Die Bundesrepublik sei »weiterhin sozial, ökonomisch und kulturell zwischen Ost und West gespalten. Die Fakten in den Bereichen Einkommen, Altersarmut oder Kinderarmut belegen das«, erklärte Bundestagsfraktionschef Dietmar Bartsch laut Agenturen. Der dem Linkspapier zugrunde gelegte politische Ansatz versucht jedoch nebenher auch die Frage nach dem Bedeutungsverlust der LINKEN in den östlichen Bundesländern zu beantworten.

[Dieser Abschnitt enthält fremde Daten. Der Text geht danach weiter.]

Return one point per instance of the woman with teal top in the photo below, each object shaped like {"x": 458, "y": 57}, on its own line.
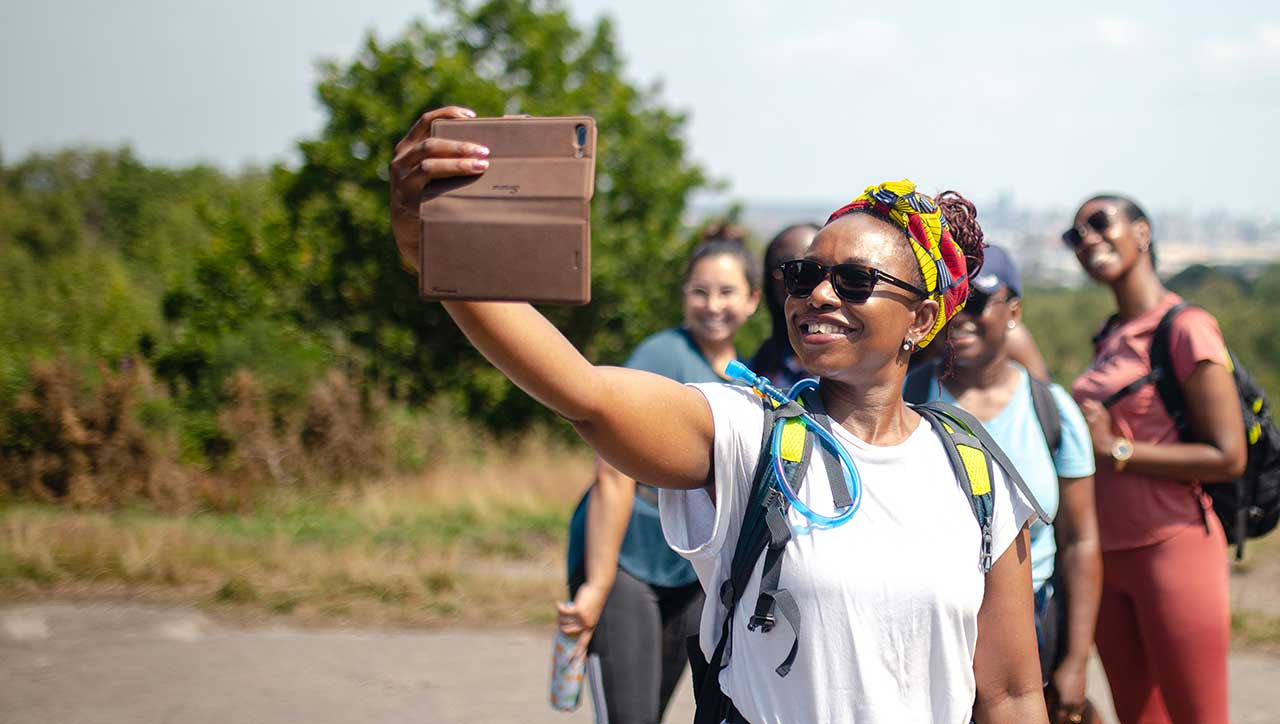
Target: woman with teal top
{"x": 635, "y": 600}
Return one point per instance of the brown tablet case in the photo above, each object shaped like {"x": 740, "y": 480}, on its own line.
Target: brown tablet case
{"x": 521, "y": 230}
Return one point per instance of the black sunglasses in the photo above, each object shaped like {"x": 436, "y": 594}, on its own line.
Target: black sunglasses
{"x": 1100, "y": 221}
{"x": 851, "y": 282}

In einer Aktivierung der Zivilgesellschaft, die auf einem ostdeutschen Selbstwertgefühl basieren kann, sieht das Papier eine Möglichkeit, diesen aufzuhalten und zugleich die Chance, den Einfluss der rechtspopulistischen Alternative für Deutschland (AfD) im Osten zurückzudrängen.

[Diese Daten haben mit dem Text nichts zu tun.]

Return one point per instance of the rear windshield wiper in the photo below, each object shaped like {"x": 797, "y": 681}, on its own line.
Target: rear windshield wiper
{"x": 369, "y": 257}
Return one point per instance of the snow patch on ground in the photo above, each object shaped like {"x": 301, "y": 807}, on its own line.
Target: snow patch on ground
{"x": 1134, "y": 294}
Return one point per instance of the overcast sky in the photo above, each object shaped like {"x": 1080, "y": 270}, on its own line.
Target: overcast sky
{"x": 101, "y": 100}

»Offenheit oder Abschottung, Solidarität oder Egoismus - das ist (materiell wie immateriell) stets die Kernfrage«, heißt es in dem Aktionsplan. Und erläuternd wird hinzugefügt, dass die LINKE den mit Digitalisierung und Globalisierung einhergehenden dynamischen Wandel auf allen Gebieten mit der sozialen Frage verbinde und damit seine »Potenziale auch für die Lösung sozialer Fragen ansteuert und ausschöpft«.
Neben zahlreichen Maßnahmen zur Ankurbelung der seit Jahren stagnierenden Angleichung der Lebensverhältnisse in Ost und West, darunter auch der finanziellen Benachteiligung von Kommunen, wird auf eine Überarbeitung des Geschichtsbildes in Ostdeutschland Kurs genommen. Dabei gehe es nicht nur um die Zeit vor 1989, sondern auch um die seither »im Zuge der Transformation erbrachten und teils auch verweigerten Lebensleistungen«. Die LINKE werde sich im Bundestag »für eine Enquetekommission einsetzen, die diese tiefen Einschnitte im Leben Millionen Ostdeutscher aufarbeitet und die damaligen Politikansätze und Institutionen wie die Treuhand überprüft«. So gelte es, Gehalt und Wirkungen des Einigungsvertrages zu untersuchen, auch im Hinblick auf vernachlässigte oder ignorierte Ansprüche von Ostdeutschen in der Umsetzung des Vertrages.